Start with a description of the symptoms, from the owner.
You have two power sources (battery, adapter) and a
"black box" of electronics. If you don't intend opening
the unit up, then you listen to the description of the
symptoms leading up to the complete failure. If you
hear the right set of conditions, maybe the adapter
is bad, and then you find another one to test with.
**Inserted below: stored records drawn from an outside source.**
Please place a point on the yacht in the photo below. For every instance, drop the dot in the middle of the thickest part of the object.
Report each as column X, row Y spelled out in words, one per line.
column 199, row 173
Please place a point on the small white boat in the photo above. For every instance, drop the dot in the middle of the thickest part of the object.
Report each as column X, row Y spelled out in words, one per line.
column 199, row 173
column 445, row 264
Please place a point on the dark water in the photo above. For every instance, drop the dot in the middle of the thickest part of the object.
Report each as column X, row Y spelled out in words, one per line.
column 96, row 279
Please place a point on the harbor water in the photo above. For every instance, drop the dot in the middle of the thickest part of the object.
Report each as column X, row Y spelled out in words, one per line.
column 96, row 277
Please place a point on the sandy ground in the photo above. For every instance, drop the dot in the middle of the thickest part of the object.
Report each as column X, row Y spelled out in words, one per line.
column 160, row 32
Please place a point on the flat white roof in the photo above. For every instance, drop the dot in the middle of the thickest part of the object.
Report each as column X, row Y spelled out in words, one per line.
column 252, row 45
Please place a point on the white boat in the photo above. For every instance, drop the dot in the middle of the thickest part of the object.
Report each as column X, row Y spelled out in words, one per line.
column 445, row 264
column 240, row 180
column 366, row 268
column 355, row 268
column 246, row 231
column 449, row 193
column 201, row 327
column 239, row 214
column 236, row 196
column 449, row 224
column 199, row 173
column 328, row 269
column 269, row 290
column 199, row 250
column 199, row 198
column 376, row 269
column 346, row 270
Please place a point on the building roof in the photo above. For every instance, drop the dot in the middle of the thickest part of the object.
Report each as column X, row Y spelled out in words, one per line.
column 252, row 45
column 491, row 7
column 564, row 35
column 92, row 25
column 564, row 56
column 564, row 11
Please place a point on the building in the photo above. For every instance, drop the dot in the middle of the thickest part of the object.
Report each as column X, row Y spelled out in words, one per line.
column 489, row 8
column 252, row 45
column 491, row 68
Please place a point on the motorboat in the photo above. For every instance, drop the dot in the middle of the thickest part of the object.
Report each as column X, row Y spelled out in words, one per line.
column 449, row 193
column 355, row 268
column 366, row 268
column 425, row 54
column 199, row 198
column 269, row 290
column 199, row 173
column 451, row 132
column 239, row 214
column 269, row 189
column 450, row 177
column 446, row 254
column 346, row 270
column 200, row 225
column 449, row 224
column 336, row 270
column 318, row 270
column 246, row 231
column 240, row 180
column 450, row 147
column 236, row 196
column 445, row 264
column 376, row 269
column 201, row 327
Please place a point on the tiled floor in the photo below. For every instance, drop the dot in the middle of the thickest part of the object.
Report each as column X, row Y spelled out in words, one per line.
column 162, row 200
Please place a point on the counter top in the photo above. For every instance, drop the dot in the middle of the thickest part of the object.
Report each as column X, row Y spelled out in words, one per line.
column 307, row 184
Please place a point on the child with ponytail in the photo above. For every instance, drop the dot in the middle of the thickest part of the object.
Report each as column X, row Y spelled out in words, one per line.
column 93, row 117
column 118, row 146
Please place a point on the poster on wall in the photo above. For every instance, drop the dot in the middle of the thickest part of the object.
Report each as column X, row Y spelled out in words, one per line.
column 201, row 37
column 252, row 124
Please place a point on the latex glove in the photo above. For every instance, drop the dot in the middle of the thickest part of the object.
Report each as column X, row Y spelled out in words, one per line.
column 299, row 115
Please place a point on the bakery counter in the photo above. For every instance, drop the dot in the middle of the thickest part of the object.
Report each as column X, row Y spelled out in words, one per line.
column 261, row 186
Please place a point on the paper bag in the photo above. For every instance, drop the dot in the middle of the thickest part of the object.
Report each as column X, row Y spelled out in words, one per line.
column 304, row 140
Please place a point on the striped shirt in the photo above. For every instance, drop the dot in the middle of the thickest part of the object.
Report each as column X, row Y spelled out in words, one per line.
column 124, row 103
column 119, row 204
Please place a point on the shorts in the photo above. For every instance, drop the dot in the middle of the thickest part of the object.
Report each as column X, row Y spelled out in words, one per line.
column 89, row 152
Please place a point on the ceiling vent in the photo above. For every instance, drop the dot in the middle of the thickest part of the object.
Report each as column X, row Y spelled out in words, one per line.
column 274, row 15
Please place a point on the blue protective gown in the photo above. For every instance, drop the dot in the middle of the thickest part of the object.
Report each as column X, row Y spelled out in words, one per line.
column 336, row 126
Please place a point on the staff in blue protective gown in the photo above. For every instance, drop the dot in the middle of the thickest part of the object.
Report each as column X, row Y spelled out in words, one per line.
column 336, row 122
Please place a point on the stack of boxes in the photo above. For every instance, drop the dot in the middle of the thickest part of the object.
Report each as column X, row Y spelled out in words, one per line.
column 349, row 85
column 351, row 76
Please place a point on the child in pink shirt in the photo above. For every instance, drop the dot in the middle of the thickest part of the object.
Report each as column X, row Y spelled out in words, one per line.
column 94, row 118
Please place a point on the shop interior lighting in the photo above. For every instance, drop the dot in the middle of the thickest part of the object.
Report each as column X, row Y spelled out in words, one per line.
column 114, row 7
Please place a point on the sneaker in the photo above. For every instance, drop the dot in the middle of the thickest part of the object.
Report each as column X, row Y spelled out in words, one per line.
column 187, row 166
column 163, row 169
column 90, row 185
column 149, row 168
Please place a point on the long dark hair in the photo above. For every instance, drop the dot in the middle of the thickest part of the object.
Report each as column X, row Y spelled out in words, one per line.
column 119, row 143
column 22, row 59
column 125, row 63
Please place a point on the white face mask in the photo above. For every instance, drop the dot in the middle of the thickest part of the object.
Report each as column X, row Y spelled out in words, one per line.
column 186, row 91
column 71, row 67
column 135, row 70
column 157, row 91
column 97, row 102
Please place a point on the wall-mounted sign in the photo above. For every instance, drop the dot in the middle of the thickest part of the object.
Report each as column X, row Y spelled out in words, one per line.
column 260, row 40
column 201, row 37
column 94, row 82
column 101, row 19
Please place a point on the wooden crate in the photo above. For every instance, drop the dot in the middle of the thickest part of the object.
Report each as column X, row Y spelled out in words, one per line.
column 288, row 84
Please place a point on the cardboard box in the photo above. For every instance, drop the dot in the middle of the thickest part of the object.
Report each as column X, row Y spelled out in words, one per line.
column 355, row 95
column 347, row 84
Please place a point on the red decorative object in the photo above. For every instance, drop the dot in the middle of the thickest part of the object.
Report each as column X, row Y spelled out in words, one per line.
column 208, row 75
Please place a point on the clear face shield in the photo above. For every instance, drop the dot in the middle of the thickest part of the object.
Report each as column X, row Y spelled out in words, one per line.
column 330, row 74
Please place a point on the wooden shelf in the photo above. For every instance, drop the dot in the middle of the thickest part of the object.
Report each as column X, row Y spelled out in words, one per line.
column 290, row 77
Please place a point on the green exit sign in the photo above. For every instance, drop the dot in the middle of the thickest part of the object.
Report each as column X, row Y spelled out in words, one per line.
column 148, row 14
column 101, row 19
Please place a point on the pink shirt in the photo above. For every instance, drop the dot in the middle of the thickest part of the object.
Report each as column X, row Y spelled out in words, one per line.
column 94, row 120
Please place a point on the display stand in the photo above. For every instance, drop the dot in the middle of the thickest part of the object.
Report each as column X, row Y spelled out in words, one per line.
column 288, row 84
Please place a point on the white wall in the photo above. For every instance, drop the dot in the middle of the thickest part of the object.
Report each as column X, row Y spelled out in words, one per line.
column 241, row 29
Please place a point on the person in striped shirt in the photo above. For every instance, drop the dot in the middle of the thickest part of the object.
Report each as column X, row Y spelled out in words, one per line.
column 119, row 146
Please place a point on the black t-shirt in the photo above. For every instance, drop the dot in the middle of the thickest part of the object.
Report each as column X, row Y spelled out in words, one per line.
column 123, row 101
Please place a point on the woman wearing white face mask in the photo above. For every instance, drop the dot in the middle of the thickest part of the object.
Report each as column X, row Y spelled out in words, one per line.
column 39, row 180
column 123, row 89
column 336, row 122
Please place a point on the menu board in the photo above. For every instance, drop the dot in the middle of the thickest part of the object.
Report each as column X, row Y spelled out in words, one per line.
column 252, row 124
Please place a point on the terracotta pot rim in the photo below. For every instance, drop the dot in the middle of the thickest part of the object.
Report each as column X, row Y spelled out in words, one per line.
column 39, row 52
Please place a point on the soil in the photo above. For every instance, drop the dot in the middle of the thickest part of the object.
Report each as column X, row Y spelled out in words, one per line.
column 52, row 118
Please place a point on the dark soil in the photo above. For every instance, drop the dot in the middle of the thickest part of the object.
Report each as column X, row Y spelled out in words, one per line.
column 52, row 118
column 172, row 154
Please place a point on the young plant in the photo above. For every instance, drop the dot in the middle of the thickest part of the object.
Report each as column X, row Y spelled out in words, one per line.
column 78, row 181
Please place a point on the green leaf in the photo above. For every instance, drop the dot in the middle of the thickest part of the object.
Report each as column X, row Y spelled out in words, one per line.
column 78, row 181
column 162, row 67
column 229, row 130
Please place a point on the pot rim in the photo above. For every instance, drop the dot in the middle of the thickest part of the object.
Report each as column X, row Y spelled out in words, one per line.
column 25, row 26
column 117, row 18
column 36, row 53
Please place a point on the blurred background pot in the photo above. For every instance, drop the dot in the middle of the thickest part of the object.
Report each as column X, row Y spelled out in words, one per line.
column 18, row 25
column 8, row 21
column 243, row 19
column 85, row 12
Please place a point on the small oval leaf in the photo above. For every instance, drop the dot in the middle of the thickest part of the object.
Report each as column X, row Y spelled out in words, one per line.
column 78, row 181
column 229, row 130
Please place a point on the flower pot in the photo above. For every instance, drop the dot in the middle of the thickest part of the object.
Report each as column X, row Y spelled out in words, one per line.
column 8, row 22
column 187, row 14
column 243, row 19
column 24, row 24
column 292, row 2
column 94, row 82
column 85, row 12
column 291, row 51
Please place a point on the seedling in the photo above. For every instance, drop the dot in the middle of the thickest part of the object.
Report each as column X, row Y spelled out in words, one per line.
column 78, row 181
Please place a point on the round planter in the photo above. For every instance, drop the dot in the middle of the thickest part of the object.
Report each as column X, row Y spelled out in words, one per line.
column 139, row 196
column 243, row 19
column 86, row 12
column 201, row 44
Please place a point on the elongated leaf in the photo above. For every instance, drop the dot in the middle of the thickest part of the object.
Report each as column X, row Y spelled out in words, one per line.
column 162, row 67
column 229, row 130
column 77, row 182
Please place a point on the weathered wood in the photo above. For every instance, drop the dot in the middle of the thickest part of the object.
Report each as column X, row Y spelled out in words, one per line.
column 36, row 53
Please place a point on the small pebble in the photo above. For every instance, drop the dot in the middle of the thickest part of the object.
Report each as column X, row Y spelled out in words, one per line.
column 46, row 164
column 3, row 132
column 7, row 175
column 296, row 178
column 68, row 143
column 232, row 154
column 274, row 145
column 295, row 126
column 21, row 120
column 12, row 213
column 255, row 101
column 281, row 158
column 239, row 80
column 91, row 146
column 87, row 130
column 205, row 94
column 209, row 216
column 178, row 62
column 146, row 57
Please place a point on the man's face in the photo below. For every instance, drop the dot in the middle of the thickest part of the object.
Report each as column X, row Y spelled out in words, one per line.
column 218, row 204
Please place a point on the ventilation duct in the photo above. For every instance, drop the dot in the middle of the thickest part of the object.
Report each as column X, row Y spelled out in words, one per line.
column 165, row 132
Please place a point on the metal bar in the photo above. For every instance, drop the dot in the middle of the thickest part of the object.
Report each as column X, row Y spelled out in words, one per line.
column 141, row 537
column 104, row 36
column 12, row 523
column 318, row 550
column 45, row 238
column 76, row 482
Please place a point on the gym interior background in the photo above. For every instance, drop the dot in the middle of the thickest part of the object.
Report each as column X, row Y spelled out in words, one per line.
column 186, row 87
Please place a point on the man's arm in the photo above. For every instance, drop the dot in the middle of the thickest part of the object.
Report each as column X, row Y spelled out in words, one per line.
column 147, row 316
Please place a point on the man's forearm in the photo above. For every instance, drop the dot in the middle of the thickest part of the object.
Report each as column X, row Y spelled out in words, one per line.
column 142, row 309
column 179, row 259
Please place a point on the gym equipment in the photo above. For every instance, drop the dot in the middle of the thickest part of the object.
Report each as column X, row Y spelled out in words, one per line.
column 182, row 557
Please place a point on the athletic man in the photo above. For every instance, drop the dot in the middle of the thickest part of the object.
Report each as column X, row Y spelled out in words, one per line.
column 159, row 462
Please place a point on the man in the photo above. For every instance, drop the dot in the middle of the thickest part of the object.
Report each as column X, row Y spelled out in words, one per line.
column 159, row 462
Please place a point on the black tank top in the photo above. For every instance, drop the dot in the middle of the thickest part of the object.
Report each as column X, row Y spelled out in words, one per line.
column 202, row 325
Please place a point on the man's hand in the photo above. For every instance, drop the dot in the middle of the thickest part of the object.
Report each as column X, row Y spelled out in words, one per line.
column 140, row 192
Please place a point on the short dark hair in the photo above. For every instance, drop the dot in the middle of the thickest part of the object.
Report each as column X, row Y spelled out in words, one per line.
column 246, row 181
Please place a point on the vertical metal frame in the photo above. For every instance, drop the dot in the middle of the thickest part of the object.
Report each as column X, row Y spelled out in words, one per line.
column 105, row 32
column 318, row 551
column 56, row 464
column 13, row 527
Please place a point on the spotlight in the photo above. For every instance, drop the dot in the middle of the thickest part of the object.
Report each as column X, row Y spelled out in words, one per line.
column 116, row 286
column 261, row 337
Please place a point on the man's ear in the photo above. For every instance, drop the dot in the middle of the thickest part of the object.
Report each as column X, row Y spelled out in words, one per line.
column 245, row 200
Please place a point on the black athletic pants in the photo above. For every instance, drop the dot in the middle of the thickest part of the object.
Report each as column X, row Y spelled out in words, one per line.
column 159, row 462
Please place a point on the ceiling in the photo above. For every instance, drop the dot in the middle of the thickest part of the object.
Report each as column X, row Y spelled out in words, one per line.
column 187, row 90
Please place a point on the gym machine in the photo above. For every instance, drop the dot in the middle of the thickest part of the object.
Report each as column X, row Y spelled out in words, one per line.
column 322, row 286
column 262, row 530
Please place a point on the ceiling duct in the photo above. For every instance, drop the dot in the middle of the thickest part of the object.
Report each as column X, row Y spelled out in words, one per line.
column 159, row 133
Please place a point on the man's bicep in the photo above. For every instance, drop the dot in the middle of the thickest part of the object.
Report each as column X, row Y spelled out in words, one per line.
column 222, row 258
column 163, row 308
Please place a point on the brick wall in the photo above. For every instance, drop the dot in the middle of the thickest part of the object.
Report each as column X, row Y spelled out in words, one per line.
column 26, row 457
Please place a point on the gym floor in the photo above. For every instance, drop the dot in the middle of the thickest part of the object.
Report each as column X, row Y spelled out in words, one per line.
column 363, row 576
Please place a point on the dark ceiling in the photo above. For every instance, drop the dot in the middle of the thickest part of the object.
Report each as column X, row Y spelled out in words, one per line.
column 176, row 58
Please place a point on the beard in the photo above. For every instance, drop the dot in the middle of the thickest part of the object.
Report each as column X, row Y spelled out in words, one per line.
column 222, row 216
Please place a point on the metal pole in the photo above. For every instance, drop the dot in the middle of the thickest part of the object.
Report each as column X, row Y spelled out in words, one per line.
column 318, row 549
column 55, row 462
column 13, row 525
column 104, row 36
Inside the laptop, there is going to be a chunk of circuitry
that handles battery charging, conversion to motherboard voltage
levels, that sort of thing. But without a schematic, it
would be pretty tough to know what you're looking at. Most
engineers and layout people, would not waste their time
labeling anything in a useful way.
I have the same kind of problem here. My stereo died, I opened
it up, and it has a whole bunch of little subassemblies. The layout
is not orderly enough to even say "this part is power", "this part is
preamp", it is just all plunked down on the main circuit board. I found
a datasheet for the main amp (a module with heatsink), so at least I know
it uses a pretty high DC voltage (and the amp part is still working). But
the mixer died, and that part is just a mess. I still haven't decided
where to start, because I really don't want to unscrew anything (no place
to lay it down while working on it, short assembly cables etc).